The answer is in three words: talents, investors, customers.

  • Talents: The new generation does not fall into a business only to make a career. She is looking for meaning, a project to which to contribute. A well -told vision becomes a magnet. “If you want to recruit brilliant people,” says Simon Sinek, “give them a cause, not a job. »»
  • Investors: Beyond the figures, they want to believe in a trajectory. The most spectacular fundraisers are not only played on business plans, but on the conviction that the manager knows where he is going and can take the world with him.
  • Customers: saturated with advertisements, they no longer pay attention to rational arguments. But a sincere story, told with conviction, can touch them. It is no coincidence that brands like Tesla, Nike or Airbnb dominate their sector: they do not only sell products, they tell a vision of the world.

The products are copied, the services are trivialized, the technology is homogenized and the story becomes the ultimate competitive advantage.

Rhetoric in the service of leadership

Being a storyteller is not improvising a fiery discourse. It is to master the springs of rhetoric, this 2,500 year old art which made the power of Greek and Roman speakers.

Aristotle already distinguished three pillars:

  • Ethos: the credibility of the narrator. A leader must embody his story. If he preaches sustainability but traveling in a private jet, his history collapses.
  • Logos: the logic of argument. A vision must be based on facts, evidence, a tangible strategy.
  • Pathos: emotion. This is what makes vibrate, what makes you want to follow.

The big storytellers in the business world master this triangle. Jobs combined Logos (real technology), ethos (his visionary posture) and pathos (the famous “One More Thing” which capsized the crowds). Musk, despite his excesses, knows how to arouse emotion by speaking of March as a new border.

The art of business in business

But how to concretely become this leather-contained that everyone expects?

1/ from a clear vision: Without CAP, no history. The narration cannot make up the void. A powerful story is based on a clear ambition, a deep “why”.

2/ Staging characters: Talents, customers, partners … The manager does not tell his story, but a collective story in which everyone can find their place.

3/ Create a tension: Any story needs an obstacle. A company must identify the challenges to be overcome (pollution, digital fracture, mobility, energy, etc.) to give relief to its project.
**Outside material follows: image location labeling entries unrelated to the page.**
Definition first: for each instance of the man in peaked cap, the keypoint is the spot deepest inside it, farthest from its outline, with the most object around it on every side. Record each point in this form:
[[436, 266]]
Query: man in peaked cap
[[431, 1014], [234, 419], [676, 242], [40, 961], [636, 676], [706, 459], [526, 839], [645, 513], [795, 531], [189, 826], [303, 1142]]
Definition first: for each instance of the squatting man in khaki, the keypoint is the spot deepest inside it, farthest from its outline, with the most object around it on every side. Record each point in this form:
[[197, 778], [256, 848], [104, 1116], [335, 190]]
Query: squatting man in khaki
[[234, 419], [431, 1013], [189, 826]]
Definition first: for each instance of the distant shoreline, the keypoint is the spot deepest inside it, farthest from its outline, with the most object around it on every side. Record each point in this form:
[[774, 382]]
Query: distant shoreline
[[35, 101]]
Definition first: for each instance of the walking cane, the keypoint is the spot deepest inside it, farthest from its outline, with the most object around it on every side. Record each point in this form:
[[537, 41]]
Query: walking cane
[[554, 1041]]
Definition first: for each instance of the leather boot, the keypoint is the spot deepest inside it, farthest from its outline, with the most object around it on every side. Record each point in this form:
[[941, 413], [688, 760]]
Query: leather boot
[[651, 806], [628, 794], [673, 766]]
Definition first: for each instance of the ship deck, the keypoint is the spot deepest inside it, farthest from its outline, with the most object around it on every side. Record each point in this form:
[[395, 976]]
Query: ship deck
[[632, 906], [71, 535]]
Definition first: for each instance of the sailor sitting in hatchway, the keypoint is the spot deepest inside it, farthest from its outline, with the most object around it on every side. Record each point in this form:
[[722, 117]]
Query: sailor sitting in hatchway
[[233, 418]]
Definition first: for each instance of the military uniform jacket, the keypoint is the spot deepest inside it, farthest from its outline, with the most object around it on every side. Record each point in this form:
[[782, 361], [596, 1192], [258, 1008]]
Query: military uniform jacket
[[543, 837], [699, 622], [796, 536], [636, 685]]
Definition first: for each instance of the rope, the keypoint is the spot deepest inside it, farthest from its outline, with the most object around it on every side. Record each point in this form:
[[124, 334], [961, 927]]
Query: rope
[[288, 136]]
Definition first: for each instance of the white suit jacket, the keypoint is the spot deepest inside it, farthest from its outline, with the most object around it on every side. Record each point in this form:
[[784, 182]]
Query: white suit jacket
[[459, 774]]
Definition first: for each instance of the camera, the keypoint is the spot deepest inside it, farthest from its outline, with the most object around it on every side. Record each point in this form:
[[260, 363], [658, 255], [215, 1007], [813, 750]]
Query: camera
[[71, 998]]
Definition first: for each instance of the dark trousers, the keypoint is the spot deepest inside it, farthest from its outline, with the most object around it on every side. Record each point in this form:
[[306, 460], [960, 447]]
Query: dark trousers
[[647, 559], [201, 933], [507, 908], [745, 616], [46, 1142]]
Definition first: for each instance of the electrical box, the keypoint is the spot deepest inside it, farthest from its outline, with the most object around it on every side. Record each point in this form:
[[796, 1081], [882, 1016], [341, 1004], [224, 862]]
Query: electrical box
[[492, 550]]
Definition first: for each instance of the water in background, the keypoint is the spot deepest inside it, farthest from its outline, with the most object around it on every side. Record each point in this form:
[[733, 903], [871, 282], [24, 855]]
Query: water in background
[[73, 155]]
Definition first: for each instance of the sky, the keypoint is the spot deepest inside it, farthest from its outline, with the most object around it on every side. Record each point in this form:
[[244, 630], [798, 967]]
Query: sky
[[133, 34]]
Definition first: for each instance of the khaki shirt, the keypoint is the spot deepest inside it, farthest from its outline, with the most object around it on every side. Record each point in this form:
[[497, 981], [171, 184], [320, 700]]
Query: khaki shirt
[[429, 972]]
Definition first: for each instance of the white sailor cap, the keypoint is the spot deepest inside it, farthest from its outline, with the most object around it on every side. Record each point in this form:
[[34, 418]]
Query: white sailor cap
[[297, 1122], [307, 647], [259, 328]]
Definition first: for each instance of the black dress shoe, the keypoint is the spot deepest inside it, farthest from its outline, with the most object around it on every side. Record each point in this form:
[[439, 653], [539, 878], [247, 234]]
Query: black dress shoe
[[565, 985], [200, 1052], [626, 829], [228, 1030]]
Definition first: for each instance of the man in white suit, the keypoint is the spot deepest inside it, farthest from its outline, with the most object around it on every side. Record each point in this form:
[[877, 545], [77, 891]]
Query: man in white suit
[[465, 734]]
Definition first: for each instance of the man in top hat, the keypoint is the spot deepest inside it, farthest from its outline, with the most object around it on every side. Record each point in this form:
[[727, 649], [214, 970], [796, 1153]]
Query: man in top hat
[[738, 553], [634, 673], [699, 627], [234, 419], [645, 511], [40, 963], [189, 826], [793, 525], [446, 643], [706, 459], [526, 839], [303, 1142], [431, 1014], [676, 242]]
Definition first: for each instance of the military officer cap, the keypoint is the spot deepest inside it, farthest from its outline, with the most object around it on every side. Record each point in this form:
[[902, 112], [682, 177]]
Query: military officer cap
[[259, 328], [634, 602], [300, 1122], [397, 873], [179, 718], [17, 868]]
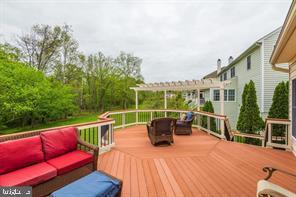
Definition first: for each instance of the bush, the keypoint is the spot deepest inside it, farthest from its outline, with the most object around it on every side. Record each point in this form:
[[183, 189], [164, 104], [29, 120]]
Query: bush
[[249, 118], [280, 107], [208, 107]]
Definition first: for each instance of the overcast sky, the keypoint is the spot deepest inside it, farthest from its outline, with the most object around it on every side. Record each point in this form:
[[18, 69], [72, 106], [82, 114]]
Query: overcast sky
[[177, 40]]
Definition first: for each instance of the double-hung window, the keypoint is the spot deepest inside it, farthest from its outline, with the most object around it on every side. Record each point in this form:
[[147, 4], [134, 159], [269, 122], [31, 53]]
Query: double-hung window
[[225, 95], [225, 76], [231, 95], [216, 95]]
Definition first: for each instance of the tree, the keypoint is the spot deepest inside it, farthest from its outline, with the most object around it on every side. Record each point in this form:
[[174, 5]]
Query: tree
[[208, 107], [280, 101], [242, 115], [251, 122], [129, 68], [28, 96], [41, 46], [280, 107]]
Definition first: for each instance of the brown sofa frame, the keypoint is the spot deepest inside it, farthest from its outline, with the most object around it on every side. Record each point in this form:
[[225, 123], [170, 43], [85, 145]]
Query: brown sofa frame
[[185, 128], [46, 188]]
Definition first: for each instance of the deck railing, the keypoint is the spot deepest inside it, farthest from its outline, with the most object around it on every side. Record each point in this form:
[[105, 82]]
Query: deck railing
[[275, 134], [209, 122]]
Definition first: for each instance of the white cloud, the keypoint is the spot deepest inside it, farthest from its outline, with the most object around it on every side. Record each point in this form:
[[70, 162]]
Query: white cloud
[[177, 40]]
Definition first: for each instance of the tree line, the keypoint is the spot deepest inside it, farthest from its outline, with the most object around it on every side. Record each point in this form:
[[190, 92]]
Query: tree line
[[45, 77]]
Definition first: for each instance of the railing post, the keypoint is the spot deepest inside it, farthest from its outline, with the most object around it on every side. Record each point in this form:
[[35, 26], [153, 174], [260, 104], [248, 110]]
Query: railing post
[[222, 128], [137, 117], [269, 132], [123, 120], [110, 134]]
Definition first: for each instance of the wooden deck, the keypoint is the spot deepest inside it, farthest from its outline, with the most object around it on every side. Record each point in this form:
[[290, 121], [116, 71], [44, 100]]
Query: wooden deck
[[196, 165]]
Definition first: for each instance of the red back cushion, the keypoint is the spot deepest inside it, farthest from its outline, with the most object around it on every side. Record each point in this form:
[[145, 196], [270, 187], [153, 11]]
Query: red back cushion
[[16, 154], [58, 142]]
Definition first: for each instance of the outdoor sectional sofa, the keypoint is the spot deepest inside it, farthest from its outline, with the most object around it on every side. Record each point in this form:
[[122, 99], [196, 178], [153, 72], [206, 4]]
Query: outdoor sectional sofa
[[46, 160]]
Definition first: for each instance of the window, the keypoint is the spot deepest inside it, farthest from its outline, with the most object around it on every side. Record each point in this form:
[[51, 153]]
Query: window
[[249, 62], [216, 95], [231, 95], [225, 76], [232, 72], [225, 95]]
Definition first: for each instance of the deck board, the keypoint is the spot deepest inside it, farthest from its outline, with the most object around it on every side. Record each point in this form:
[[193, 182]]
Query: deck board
[[196, 165]]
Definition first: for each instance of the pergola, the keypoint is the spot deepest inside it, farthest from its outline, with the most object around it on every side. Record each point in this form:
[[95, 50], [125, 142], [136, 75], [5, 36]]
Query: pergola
[[187, 85]]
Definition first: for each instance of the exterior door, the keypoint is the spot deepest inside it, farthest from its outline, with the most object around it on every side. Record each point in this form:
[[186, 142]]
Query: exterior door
[[294, 108]]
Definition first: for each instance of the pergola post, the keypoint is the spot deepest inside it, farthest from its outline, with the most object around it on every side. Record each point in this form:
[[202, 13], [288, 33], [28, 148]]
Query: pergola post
[[222, 110], [137, 106], [165, 103], [198, 99]]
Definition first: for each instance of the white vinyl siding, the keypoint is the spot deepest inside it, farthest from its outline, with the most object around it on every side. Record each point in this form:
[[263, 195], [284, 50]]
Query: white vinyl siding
[[216, 95], [231, 95], [291, 77], [271, 77]]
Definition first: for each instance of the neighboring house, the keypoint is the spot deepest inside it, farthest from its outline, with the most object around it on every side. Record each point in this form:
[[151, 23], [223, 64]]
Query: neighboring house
[[252, 64], [285, 53]]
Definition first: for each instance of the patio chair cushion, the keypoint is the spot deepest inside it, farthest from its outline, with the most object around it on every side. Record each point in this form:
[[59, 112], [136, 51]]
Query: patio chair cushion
[[189, 115], [70, 161], [59, 142], [16, 154], [94, 184], [29, 176]]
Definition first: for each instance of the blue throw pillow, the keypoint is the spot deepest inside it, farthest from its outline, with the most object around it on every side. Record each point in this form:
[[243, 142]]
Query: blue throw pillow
[[189, 115]]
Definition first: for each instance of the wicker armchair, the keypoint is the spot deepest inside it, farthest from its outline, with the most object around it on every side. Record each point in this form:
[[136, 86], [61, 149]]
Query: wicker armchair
[[184, 127], [161, 130]]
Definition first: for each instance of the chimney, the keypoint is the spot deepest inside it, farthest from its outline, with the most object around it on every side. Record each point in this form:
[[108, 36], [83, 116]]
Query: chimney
[[230, 59], [218, 66]]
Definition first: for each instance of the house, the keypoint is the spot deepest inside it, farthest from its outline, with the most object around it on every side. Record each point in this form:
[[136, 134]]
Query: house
[[283, 59], [252, 64]]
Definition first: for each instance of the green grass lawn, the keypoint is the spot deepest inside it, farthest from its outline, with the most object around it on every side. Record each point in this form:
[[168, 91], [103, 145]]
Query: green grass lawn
[[69, 121]]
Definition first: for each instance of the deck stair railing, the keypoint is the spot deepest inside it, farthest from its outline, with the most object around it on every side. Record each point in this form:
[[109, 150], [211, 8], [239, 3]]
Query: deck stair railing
[[275, 134], [99, 133], [209, 122]]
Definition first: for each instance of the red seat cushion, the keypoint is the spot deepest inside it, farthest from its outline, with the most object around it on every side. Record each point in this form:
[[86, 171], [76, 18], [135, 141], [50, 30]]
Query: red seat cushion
[[16, 154], [70, 161], [29, 176], [58, 142]]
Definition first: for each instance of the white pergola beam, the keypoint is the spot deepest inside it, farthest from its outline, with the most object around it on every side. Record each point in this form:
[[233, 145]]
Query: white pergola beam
[[182, 85]]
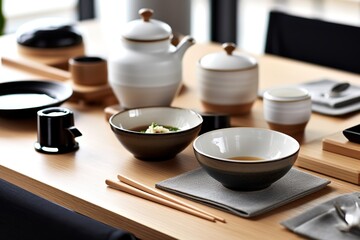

4/ Open a perspective: The story is not an observation, but a promise. It is the vision of a desirable future, to which we want to contribute.

In other words, it is not only a question of “telling” a story, but of telling a transformation.

Take a concrete example: WeWork

Adam Neumann, its founder, had built a story around the “future of work”, a global community of creators. For a few years, this narration bewitched investors and employees, making it possible to raise billions. But for lack of alignment between narrative and economic reality, history collapsed. Lesson: a story can seduce, but it must remain credible.

The silent disappearance of the leaders without account

Conversely, those who do not know how to tell … disappear. We do not remember companies that could not give meaning to their action. How many major cac 40 patterns, despite impressive results, remain unknown to the general public? How many companies disappear in indifference because they have never been able to formulate what they really brought?

To put it simply, not tell your story, it is to accept to be erased.

The era of “narrative leadership”

A term emerges in management schools: the narrative leadership. It is no longer just a question of piloting, deciding, managing, but inspiring through the story.

Harvard, Stanford or HEC are now incorporating storytelling modules into their programs. Some companies use playwrights, writers, even writers to help their leaders structure their vision.

The risks of bad storytelling

Be careful however: the story is not a magic wand. Poorly mastered, he can turn against the one who employs him. Three pitfalls are watching for the conductors. First what one might call varnish. It is a question of telling a beautiful story without embodying it in the acts. The public no longer forgives the gap between discourse and reality.

Then manipulation: exaggerate or lie to seduce. In the era of social networks, untruths are quickly unmasked.

Finally, the “inter-self”. A bad practice which consists in: Building a story that speaks only to the initiates, but which leaves the general public indifferent.

Storytelling is not a device, but an alignment tool between a vision, acts and a community.